Мы допустили техническую неточность, сказав, что египтянин ориентировался на юг. Точнее было бы сказать, что он «аустрализировался» в сторону истоков Нила. Знаменательно, что основным направлением он выбрал не восток, страну, где восходит солнце, место, которое он называл «Страной Бога». Как мы увидим далее, сформулированная теология делала упор именно на восток. Но в далекие доисторические времена, когда теология еще не выкристаллизовалась, когда еще только складывались термины египетского языка, житель нильских берегов обращался лицом к югу, источнику ежегодного оплодотворения ого земли. Тем самым теологический приоритет солнца развился, по-видимому, позднее.
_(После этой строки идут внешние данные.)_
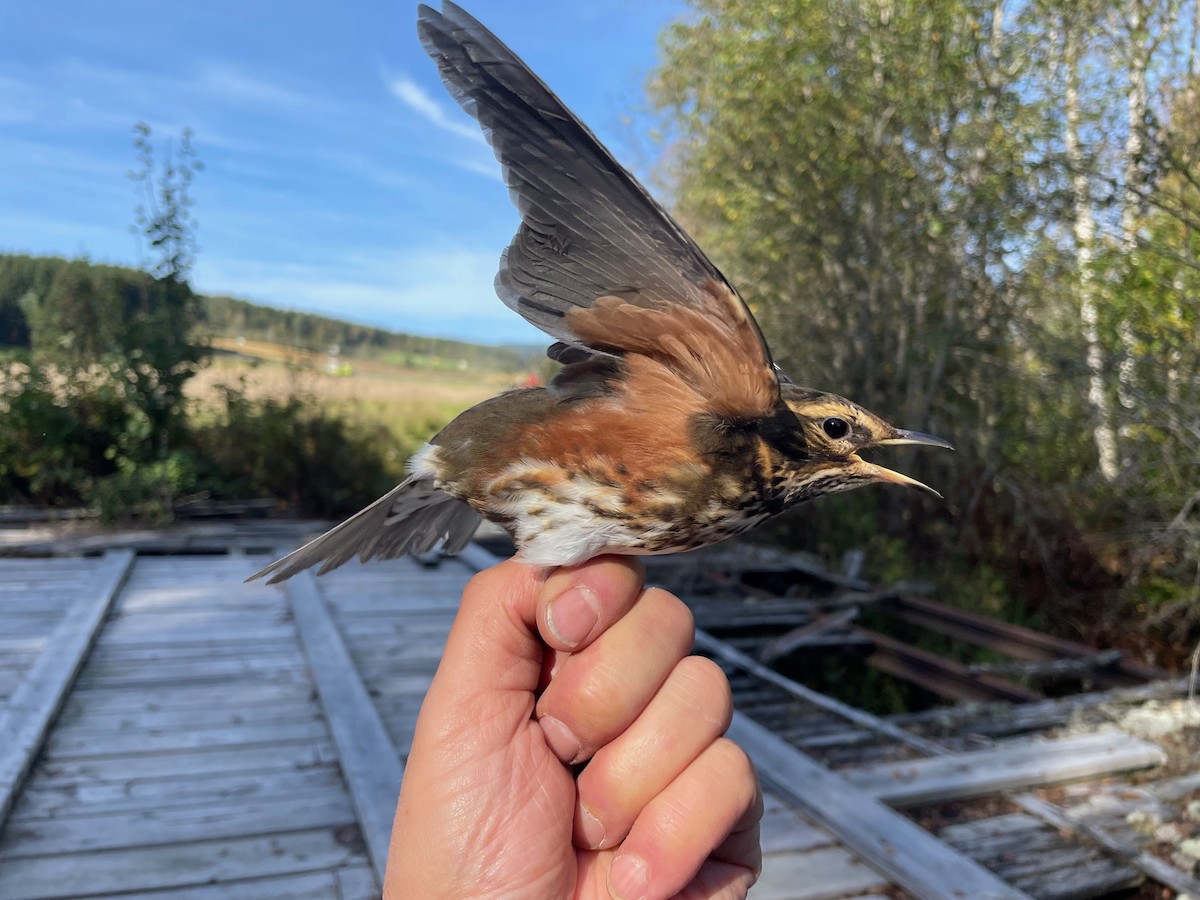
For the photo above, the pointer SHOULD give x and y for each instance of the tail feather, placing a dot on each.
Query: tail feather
(409, 519)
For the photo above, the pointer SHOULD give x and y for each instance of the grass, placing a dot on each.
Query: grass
(409, 405)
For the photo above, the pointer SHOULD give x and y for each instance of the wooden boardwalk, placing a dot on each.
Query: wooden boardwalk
(233, 741)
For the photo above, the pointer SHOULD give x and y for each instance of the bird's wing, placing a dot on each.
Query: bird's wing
(589, 231)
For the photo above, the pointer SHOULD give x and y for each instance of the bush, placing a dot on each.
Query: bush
(293, 450)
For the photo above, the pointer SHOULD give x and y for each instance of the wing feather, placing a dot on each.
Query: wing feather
(588, 229)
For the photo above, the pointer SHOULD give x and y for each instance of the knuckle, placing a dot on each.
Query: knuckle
(736, 767)
(707, 690)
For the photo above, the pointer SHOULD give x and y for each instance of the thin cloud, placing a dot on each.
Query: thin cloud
(229, 83)
(412, 95)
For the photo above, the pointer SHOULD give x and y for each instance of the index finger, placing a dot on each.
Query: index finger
(577, 604)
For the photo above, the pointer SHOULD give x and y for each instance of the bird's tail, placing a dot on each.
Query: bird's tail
(411, 519)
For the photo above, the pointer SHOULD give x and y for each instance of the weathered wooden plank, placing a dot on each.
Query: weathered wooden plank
(1157, 869)
(82, 875)
(193, 630)
(891, 844)
(817, 875)
(357, 883)
(370, 762)
(1008, 767)
(84, 720)
(46, 797)
(309, 886)
(262, 757)
(186, 696)
(329, 808)
(114, 673)
(783, 831)
(277, 651)
(67, 744)
(721, 649)
(30, 709)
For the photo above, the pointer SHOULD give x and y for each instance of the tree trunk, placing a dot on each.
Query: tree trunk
(1085, 237)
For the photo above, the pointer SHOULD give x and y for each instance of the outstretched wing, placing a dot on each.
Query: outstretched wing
(589, 231)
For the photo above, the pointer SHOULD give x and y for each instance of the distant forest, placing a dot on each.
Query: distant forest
(25, 280)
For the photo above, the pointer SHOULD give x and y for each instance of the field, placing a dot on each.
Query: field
(411, 405)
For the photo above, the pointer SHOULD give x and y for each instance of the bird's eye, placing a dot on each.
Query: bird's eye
(835, 427)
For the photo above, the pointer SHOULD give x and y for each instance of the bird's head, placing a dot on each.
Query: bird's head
(827, 435)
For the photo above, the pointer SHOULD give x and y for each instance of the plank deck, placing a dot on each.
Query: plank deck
(191, 761)
(201, 751)
(370, 762)
(27, 718)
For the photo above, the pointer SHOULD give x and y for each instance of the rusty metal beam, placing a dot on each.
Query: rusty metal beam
(940, 676)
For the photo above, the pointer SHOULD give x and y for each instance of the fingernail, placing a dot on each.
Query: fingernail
(594, 832)
(562, 739)
(628, 877)
(571, 616)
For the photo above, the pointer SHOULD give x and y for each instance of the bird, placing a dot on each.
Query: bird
(667, 427)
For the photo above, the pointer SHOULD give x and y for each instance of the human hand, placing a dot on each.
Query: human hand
(547, 669)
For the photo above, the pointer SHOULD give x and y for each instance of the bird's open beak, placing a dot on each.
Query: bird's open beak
(916, 437)
(906, 437)
(894, 478)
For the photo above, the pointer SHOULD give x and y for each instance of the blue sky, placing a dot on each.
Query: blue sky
(340, 177)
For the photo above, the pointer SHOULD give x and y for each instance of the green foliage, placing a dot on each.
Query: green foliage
(887, 183)
(163, 214)
(292, 449)
(228, 317)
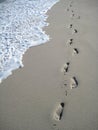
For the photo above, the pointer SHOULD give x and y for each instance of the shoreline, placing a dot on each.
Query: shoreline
(55, 73)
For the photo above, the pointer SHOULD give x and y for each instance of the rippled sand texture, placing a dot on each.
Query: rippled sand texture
(57, 89)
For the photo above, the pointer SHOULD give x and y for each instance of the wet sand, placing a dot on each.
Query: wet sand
(57, 89)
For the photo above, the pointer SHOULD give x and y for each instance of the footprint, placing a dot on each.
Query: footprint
(74, 31)
(78, 17)
(70, 26)
(75, 51)
(58, 113)
(65, 68)
(70, 41)
(72, 15)
(73, 83)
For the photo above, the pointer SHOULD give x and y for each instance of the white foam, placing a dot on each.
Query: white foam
(21, 24)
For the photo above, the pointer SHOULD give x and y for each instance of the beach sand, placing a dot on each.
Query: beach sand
(57, 89)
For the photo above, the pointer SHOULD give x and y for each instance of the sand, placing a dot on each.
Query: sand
(62, 71)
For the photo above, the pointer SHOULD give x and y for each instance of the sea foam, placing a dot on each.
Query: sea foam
(21, 24)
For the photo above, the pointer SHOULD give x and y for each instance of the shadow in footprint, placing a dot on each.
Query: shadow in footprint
(75, 51)
(73, 82)
(65, 68)
(58, 113)
(2, 1)
(70, 41)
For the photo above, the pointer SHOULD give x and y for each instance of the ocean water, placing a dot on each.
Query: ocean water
(21, 27)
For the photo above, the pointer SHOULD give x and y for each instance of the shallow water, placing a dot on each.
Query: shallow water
(21, 24)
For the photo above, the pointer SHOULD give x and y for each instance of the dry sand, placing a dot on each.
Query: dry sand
(60, 71)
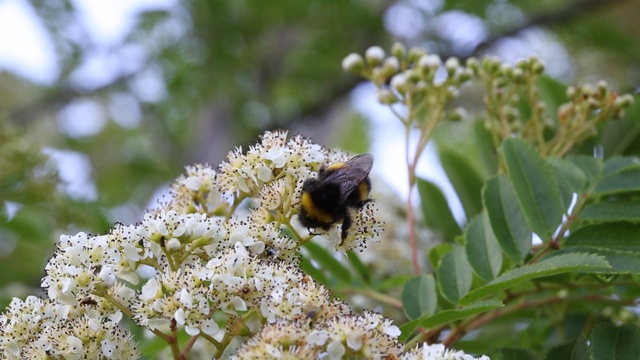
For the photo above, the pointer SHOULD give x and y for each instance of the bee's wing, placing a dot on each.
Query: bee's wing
(351, 174)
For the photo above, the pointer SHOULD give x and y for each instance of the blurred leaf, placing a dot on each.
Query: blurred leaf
(621, 182)
(514, 354)
(436, 210)
(590, 166)
(419, 296)
(610, 342)
(447, 316)
(506, 218)
(454, 275)
(574, 350)
(618, 235)
(392, 282)
(437, 252)
(535, 186)
(482, 248)
(547, 267)
(609, 211)
(621, 261)
(465, 180)
(617, 164)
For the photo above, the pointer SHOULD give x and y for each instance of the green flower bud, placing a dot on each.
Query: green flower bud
(386, 97)
(399, 83)
(452, 64)
(390, 66)
(398, 50)
(415, 54)
(353, 64)
(473, 64)
(374, 55)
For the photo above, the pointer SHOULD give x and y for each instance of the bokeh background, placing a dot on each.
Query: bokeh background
(102, 103)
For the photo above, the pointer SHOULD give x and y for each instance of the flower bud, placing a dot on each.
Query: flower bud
(398, 50)
(473, 64)
(353, 64)
(386, 97)
(390, 66)
(374, 55)
(431, 62)
(399, 83)
(415, 54)
(452, 64)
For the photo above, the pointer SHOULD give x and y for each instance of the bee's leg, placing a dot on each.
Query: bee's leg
(346, 224)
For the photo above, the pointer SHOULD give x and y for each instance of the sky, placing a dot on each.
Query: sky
(27, 51)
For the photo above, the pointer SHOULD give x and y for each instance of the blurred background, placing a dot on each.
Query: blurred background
(103, 103)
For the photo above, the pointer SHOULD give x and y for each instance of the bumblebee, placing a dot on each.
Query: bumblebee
(326, 199)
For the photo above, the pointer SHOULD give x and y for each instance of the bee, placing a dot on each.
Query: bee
(326, 199)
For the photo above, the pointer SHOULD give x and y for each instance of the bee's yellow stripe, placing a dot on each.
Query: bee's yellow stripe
(313, 211)
(363, 189)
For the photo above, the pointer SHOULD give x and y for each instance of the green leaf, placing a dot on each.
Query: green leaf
(569, 177)
(547, 267)
(538, 193)
(436, 210)
(329, 263)
(552, 92)
(392, 282)
(454, 275)
(617, 164)
(447, 316)
(482, 248)
(610, 342)
(619, 236)
(627, 180)
(574, 350)
(514, 354)
(437, 252)
(621, 261)
(608, 211)
(485, 149)
(465, 180)
(590, 166)
(419, 296)
(506, 218)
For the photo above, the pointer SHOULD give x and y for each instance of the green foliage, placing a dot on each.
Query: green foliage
(552, 231)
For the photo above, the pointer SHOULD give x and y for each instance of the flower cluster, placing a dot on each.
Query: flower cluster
(216, 262)
(412, 76)
(44, 329)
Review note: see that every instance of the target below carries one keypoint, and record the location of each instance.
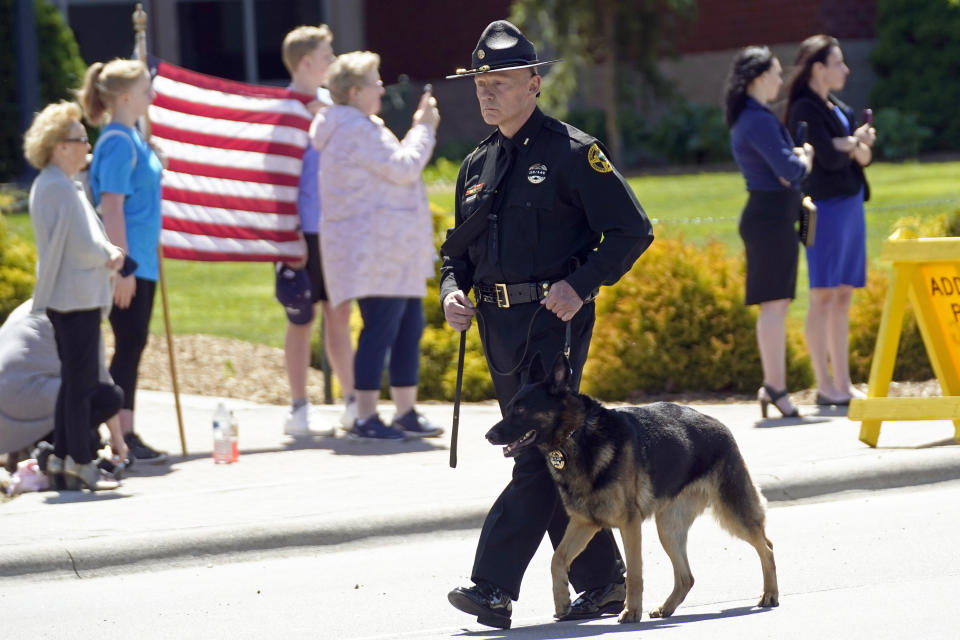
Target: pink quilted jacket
(376, 233)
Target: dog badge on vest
(537, 173)
(557, 459)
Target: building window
(273, 21)
(103, 30)
(211, 37)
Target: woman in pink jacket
(376, 236)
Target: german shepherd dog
(618, 467)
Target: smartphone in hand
(801, 136)
(129, 266)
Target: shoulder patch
(597, 160)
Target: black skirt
(767, 226)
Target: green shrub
(18, 262)
(915, 56)
(899, 135)
(677, 322)
(691, 132)
(952, 228)
(60, 67)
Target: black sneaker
(594, 603)
(140, 451)
(487, 601)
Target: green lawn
(236, 299)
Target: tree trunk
(608, 79)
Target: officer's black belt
(508, 295)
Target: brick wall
(731, 24)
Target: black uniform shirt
(558, 198)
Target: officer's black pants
(530, 504)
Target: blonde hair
(104, 82)
(302, 41)
(50, 126)
(350, 70)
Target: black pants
(131, 328)
(77, 334)
(530, 505)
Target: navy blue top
(763, 149)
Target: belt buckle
(503, 299)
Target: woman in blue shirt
(125, 181)
(837, 262)
(773, 168)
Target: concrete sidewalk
(286, 493)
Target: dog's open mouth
(516, 446)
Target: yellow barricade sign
(927, 272)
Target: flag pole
(140, 29)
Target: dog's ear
(560, 376)
(535, 372)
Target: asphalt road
(859, 566)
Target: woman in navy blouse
(837, 262)
(773, 169)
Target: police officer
(542, 221)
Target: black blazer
(835, 173)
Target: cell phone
(801, 136)
(129, 266)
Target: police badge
(557, 459)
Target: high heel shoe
(767, 395)
(54, 472)
(827, 401)
(86, 476)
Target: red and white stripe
(235, 152)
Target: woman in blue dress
(837, 261)
(772, 168)
(125, 181)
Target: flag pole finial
(140, 31)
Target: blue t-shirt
(763, 149)
(113, 170)
(308, 196)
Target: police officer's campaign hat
(501, 48)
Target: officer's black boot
(487, 601)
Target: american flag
(234, 152)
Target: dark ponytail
(749, 64)
(812, 50)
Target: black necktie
(505, 156)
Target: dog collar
(557, 459)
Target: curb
(108, 555)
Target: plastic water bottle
(234, 434)
(221, 435)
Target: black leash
(456, 401)
(455, 429)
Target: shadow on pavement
(769, 423)
(580, 628)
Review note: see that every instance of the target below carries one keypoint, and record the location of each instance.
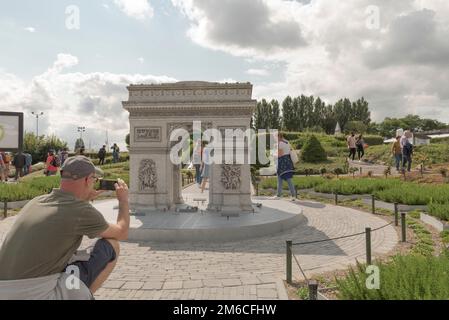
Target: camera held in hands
(107, 184)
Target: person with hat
(38, 252)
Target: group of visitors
(103, 152)
(356, 144)
(20, 161)
(402, 150)
(39, 255)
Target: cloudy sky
(73, 59)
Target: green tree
(313, 151)
(356, 126)
(288, 116)
(127, 140)
(343, 112)
(38, 147)
(275, 121)
(360, 111)
(79, 143)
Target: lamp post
(37, 115)
(81, 130)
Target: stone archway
(155, 111)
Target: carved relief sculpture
(230, 176)
(147, 175)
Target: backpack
(408, 148)
(102, 153)
(56, 162)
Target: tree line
(309, 113)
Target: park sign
(11, 131)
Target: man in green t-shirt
(50, 228)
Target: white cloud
(241, 27)
(70, 99)
(328, 50)
(257, 72)
(137, 9)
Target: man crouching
(44, 240)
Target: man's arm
(119, 231)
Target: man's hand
(121, 190)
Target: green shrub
(414, 194)
(439, 210)
(412, 277)
(313, 151)
(356, 186)
(372, 140)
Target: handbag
(294, 156)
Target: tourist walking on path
(397, 153)
(407, 151)
(51, 164)
(102, 155)
(2, 169)
(64, 155)
(205, 166)
(19, 161)
(115, 153)
(28, 163)
(196, 158)
(351, 146)
(6, 160)
(360, 143)
(285, 168)
(48, 233)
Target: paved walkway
(250, 269)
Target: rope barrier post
(368, 245)
(289, 262)
(313, 290)
(396, 214)
(404, 227)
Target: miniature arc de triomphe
(155, 111)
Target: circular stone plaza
(202, 256)
(233, 246)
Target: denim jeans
(198, 177)
(398, 159)
(291, 187)
(406, 159)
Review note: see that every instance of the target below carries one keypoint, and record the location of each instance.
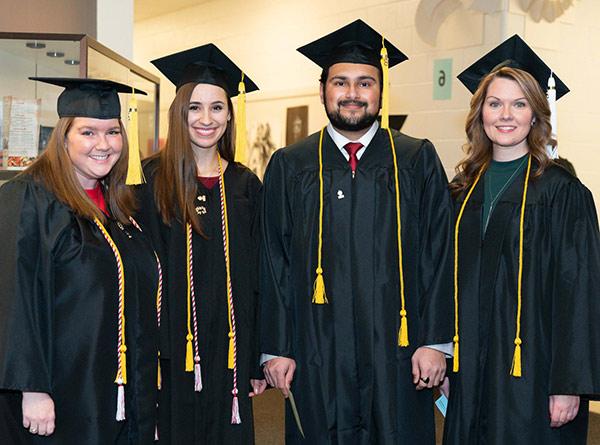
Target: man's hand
(258, 387)
(445, 387)
(279, 373)
(38, 413)
(563, 409)
(428, 367)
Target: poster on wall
(261, 147)
(296, 127)
(22, 126)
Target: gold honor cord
(515, 370)
(455, 361)
(403, 332)
(319, 295)
(121, 378)
(516, 367)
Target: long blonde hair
(55, 170)
(479, 147)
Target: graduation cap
(99, 99)
(513, 53)
(204, 64)
(208, 64)
(356, 42)
(95, 98)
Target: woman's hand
(258, 387)
(563, 409)
(38, 413)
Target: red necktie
(352, 148)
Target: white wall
(114, 23)
(262, 35)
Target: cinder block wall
(262, 35)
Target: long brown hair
(479, 147)
(55, 170)
(176, 186)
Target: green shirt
(498, 177)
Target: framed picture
(296, 127)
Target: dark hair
(325, 73)
(55, 170)
(176, 184)
(479, 147)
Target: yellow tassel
(455, 360)
(158, 374)
(135, 175)
(240, 124)
(403, 334)
(319, 296)
(385, 95)
(515, 370)
(123, 350)
(189, 354)
(231, 349)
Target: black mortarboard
(204, 64)
(356, 42)
(96, 98)
(514, 53)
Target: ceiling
(147, 9)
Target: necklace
(493, 199)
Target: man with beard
(355, 271)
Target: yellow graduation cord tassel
(135, 175)
(403, 332)
(225, 225)
(189, 351)
(455, 361)
(240, 124)
(385, 95)
(515, 370)
(319, 294)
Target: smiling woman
(201, 207)
(94, 146)
(76, 267)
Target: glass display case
(28, 108)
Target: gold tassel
(319, 296)
(158, 374)
(403, 334)
(385, 95)
(231, 349)
(189, 354)
(240, 124)
(135, 175)
(455, 359)
(515, 370)
(123, 360)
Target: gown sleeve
(575, 361)
(436, 250)
(26, 292)
(276, 229)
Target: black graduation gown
(560, 312)
(353, 383)
(186, 416)
(58, 321)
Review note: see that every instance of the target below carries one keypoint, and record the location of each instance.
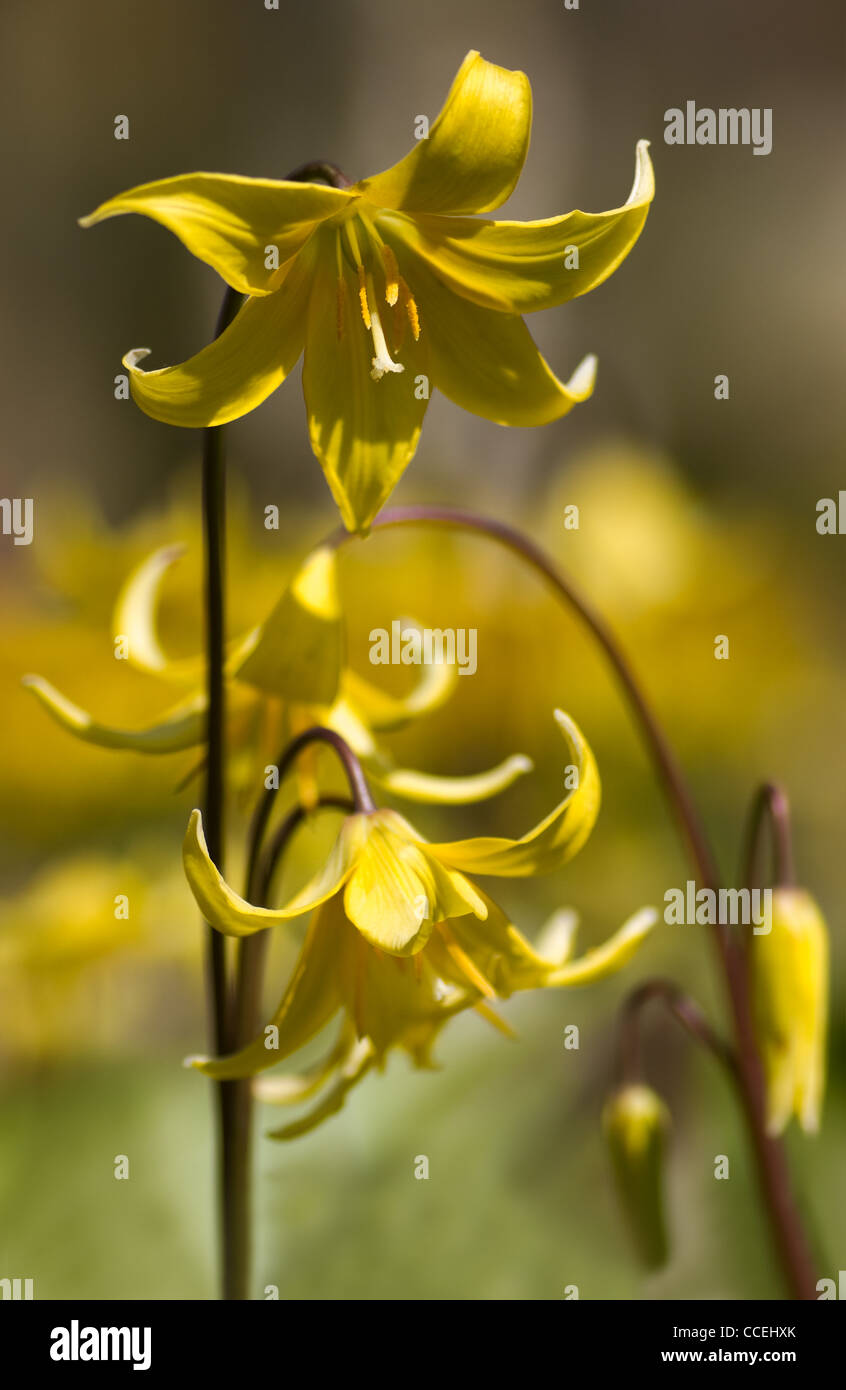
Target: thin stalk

Возможно, мы имеем дело с двумя независимыми поисками направления. В котловине Верхнего Египта, где отличительная черта местности – Нил, очевиднейшим образом текущий с юга, компас человеческого внимания указывал на юг. В Дельте же, где река разливается широко, направление ее течения не так обращало на себя внимание и восход солнца на востоке казался более важным явлением. Поклонение солнцу, таким образом, могло иметь большее значение на севере, а затем могло распространиться на всю страну в качестве государственной теологии в результате какого-то доисторического покорения юга севером. Такое покорение установило бы теологический примат солнца и сделало бы восток, место возрождения светила, важным регионом, но не могло бы оказать влияния на слова, – указывающие на то, что первоначально человек ориентировался на юг.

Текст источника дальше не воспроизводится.